Some fields should merely be present.
Some fields should be omitted, because treating a soft preference as a hard requirement can hide good listings.
A useful benchmark needs all of those buckets.
// scoring-buckets.example.ts
const expected = {
exact: {
priceMax: 4000,
requireOutdoorSpace: true,
},
range: {
maxWalkToParkMiles: {
min: 0.35,
max: 0.6,
},
},
set: ['tastePrompt'],
omitted: ['requireDoorman', 'priceMin'],
}The goal is not to punish harmless variation.
The goal is to catch outputs that would make the app behave badly.
What the benchmark found
For this extraction schema, native Gemini structured JSON was not the path to chase.
The schema was too wide and branchy. The serious Gemini contenders were fallback paths: plain JSON text plus local parse/validation/repair, and YAML plus local parse/validation/repair.
Native Gemini structured output did not make the comparison table below. It failed before generation on this schema with:
The specified schema produces a constraint that has too much branching for serving
Main run shown; the rerun kept the broad ranking intact.
| Path | Model | First-pass | Final | Exact match | Median latency | Mean cost | Read |
|---|---|---|---|---|---|---|---|
Anthropic jsonTool | Claude Haiku 4.5 | 100% | 100% | 96.8% | 2.6 s | 0.94¢ | stable baseline |
| Plain JSON + Zod + repair | Gemini 2.5 Flash | 100% | 100% | 98.1% | 2.9 s | 0.30¢ | quality control |
| Plain JSON + Zod + repair | Gemini 3.1 Flash-Lite | 100% | 100% | 97.5% | 0.93 s | 0.12¢ | strongest low-cost candidate |
The best practical migration candidate was gemini-3.1-flash-lite with plain JSON text, local Zod validation, and repair retries. It matched Anthropic’s validity, stayed close on exact-match quality, and was much faster and cheaper. The caveat: it introduced a small extra-field rate, so I would pilot it rather than blindly swap it in.
I would not overgeneralize that.
This does not prove Gemini should replace Anthropic everywhere.
It does not prove plain JSON beats structured output in general.

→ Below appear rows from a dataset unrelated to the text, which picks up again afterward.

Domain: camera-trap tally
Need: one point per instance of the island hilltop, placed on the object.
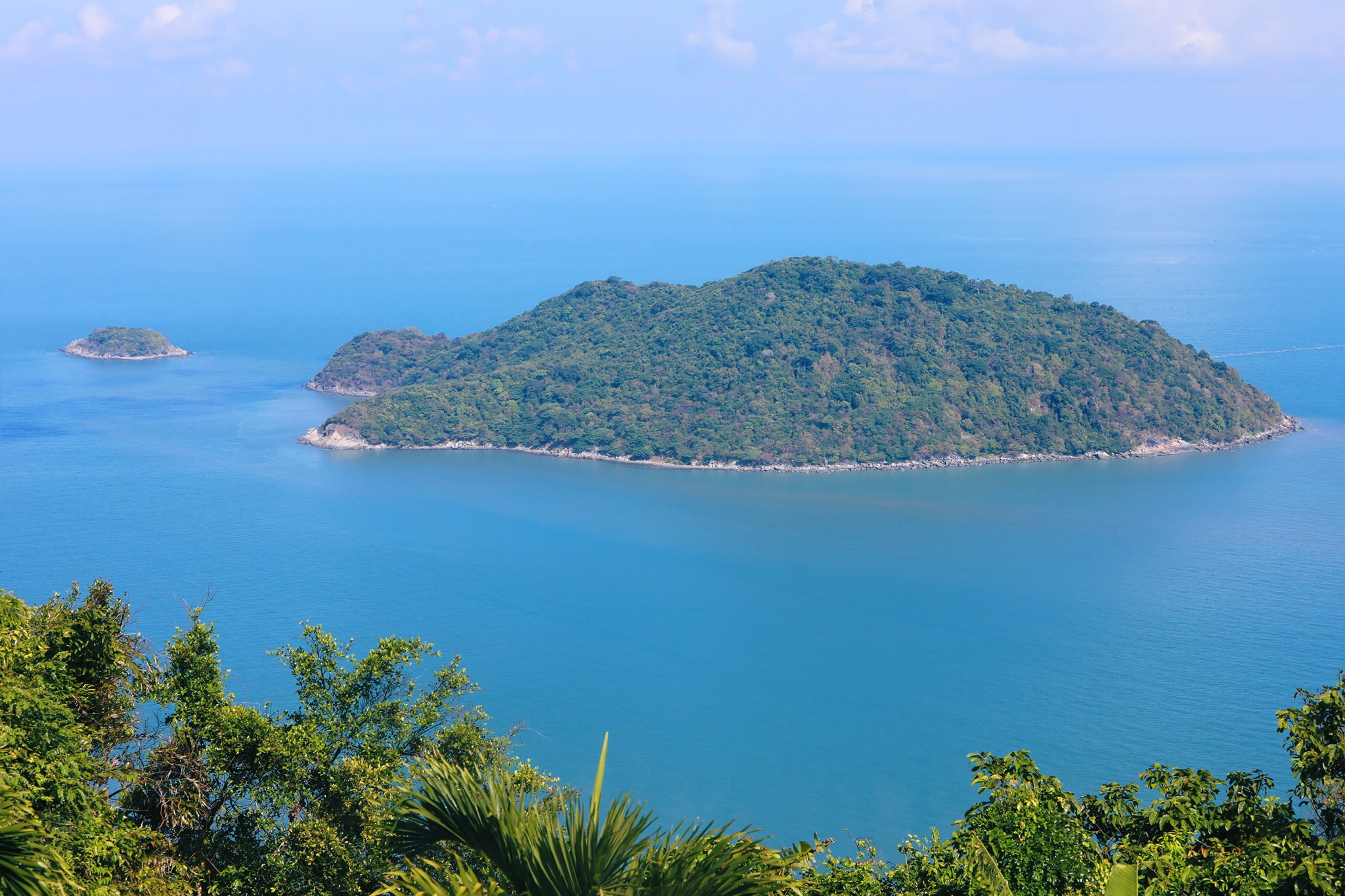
(124, 344)
(806, 363)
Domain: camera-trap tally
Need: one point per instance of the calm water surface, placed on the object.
(808, 653)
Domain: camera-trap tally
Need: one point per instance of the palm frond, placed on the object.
(985, 870)
(1124, 880)
(27, 864)
(427, 878)
(713, 861)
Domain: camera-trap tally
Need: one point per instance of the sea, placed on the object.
(802, 653)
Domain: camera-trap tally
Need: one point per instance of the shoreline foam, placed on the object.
(345, 438)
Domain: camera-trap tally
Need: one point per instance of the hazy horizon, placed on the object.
(204, 81)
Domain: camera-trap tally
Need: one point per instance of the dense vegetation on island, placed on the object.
(806, 360)
(124, 343)
(125, 771)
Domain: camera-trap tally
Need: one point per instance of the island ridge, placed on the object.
(124, 344)
(799, 363)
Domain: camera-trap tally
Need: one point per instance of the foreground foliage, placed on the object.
(124, 771)
(556, 845)
(806, 360)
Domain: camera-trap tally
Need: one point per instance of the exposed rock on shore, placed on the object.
(340, 437)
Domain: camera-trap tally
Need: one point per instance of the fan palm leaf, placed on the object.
(27, 864)
(546, 847)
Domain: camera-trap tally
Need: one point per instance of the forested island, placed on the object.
(798, 364)
(124, 344)
(129, 771)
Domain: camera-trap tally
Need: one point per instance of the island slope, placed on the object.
(799, 362)
(124, 344)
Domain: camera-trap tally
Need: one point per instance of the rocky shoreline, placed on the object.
(343, 438)
(78, 350)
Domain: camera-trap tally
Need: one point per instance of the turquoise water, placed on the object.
(807, 653)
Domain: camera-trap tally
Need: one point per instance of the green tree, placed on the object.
(556, 845)
(70, 681)
(1314, 735)
(296, 802)
(27, 864)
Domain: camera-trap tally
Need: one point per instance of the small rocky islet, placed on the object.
(124, 344)
(805, 363)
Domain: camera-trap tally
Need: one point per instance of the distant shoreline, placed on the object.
(343, 438)
(78, 351)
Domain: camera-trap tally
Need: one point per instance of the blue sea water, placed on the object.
(806, 653)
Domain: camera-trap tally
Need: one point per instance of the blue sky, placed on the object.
(335, 78)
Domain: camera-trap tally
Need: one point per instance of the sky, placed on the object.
(437, 78)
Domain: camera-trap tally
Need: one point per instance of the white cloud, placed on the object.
(22, 41)
(1121, 34)
(97, 23)
(495, 41)
(715, 34)
(173, 23)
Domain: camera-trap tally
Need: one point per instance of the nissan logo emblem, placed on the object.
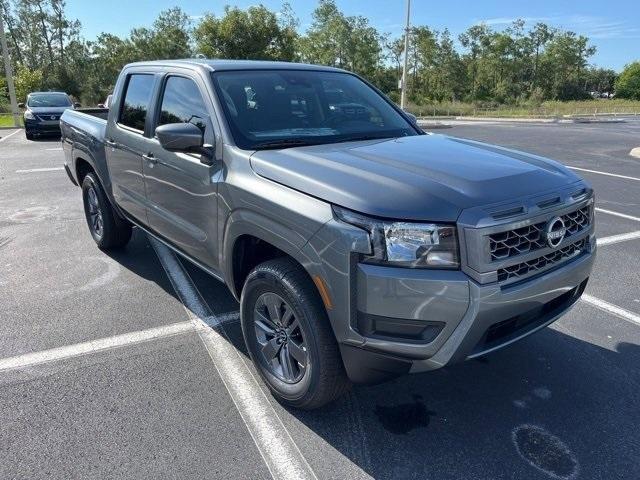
(555, 232)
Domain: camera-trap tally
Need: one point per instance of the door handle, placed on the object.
(150, 158)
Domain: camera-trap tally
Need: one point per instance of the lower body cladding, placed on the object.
(419, 320)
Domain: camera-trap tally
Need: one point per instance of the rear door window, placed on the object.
(136, 101)
(182, 102)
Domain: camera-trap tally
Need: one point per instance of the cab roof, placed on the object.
(219, 65)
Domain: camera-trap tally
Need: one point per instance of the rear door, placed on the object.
(182, 187)
(125, 143)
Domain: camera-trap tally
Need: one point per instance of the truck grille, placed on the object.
(543, 262)
(527, 239)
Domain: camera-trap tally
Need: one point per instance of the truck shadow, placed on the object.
(550, 406)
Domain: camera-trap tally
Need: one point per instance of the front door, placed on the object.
(125, 144)
(181, 187)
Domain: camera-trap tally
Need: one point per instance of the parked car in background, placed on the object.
(359, 247)
(43, 112)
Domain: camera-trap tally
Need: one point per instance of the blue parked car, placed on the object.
(43, 112)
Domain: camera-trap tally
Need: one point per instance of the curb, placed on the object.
(598, 120)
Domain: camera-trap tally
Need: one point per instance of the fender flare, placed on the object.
(245, 222)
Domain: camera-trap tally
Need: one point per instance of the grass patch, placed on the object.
(6, 120)
(546, 109)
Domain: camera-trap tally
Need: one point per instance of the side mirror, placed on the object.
(183, 137)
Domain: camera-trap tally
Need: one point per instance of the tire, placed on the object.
(283, 286)
(107, 229)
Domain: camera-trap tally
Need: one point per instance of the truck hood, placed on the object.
(425, 177)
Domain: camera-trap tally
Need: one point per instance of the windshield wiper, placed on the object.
(284, 143)
(360, 138)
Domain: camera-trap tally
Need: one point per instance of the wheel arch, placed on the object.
(250, 239)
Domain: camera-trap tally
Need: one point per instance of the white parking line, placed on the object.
(33, 170)
(93, 346)
(623, 237)
(280, 453)
(604, 173)
(11, 134)
(611, 308)
(617, 214)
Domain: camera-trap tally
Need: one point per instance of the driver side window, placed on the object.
(182, 102)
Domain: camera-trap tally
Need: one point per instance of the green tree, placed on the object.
(346, 42)
(27, 80)
(628, 83)
(255, 33)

It says something narrower and more useful:
For this wide, partial extraction schema, the less elegant path was the more practical Gemini path.

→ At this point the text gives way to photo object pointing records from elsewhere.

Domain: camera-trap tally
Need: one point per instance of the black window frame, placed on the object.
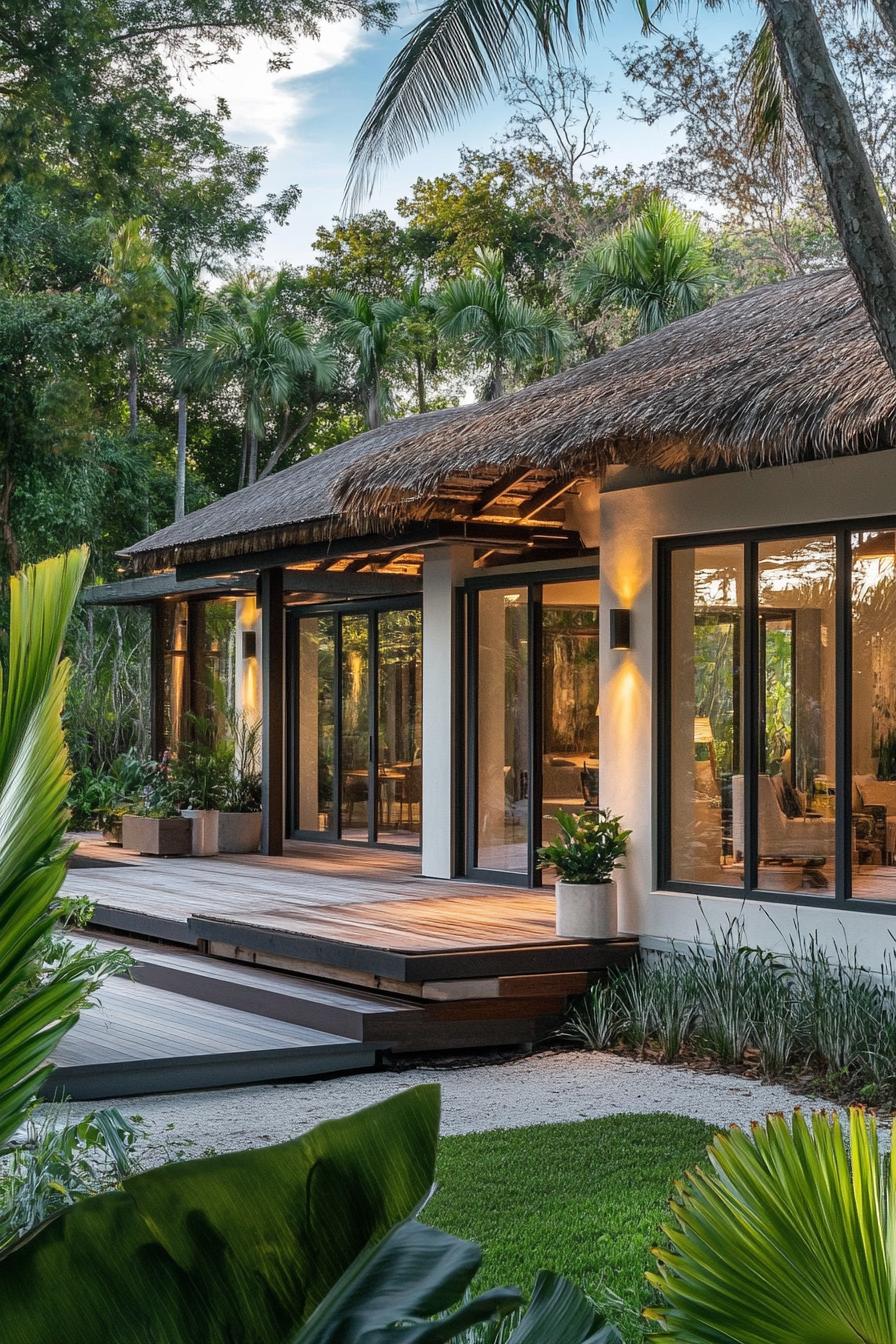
(370, 608)
(840, 897)
(533, 583)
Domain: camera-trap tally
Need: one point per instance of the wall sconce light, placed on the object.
(619, 628)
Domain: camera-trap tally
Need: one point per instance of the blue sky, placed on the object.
(308, 116)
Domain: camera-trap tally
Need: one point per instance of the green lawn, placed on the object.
(583, 1199)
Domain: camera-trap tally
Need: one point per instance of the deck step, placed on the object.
(140, 1039)
(371, 1018)
(284, 997)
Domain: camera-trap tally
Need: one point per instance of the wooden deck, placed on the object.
(238, 958)
(137, 1039)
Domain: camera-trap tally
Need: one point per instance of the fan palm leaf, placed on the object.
(791, 1235)
(35, 1012)
(496, 327)
(656, 265)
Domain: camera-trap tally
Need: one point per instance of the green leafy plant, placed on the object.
(55, 1165)
(309, 1242)
(202, 773)
(35, 1010)
(790, 1235)
(243, 786)
(589, 848)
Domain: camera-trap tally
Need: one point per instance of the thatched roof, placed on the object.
(782, 374)
(785, 372)
(297, 504)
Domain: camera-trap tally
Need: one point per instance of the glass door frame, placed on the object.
(370, 609)
(533, 585)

YAML was worth testing, but it was not compelling as the default. It sometimes matched JSON, but it needed repairs more often and did not clearly win.
The most useful failure was semantic
The benchmark also found a repeated issue with buildingSize.
That field was easy for models to mishandle. Sometimes the risky failure was not omitting the field. The risky failure was over-narrowing it.
For example, if the user does not specify a building size, downstream matching might treat omission or “all sizes allowed” as harmless. But if the extractor invents only ["luxury"], it can exclude otherwise valid listings.
That is not a JSON problem.
That is not even primarily a provider problem.
It is an extraction-behavior problem.
This is the kind of bug a good benchmark should catch: a valid object that would make the product worse.
What I’d do next time
I came away with a few practical rules.
First, separate shape from meaning.
The schema says what can be returned. The prompt says how to decide what should be returned.
Second, use provider-native structured output when it fits.
It is clean, and when the schema is modest, it can remove a lot of parsing and retry code.
Third, expect wide optional schemas to hurt.
Extraction schemas often look like flexible TypeScript interfaces. Structured-output engines often prefer stricter API contracts.
Fourth, do not dismiss plain JSON plus local validation.
It feels like the boring fallback. It may also be the most portable output path.
Fifth, benchmark the object your app actually needs.
Do not just test whether the model returns valid JSON. Test exact fields, fuzzy fields, omitted fields, retries, latency, cost, and the downstream consequences of being wrong.
The lesson here was not that plain JSON is always better than structured output.
It was narrower: for a wide optional extraction schema, Gemini’s cleaner structured-output path was not the practical one. The boring path was. Ask for JSON. Clean up trivial wrappers locally. Validate with Zod. Repair real failures. Benchmark the object your app actually needs.
The real floor is valid JSON. The real goal is a structured object that makes the app behave correctly.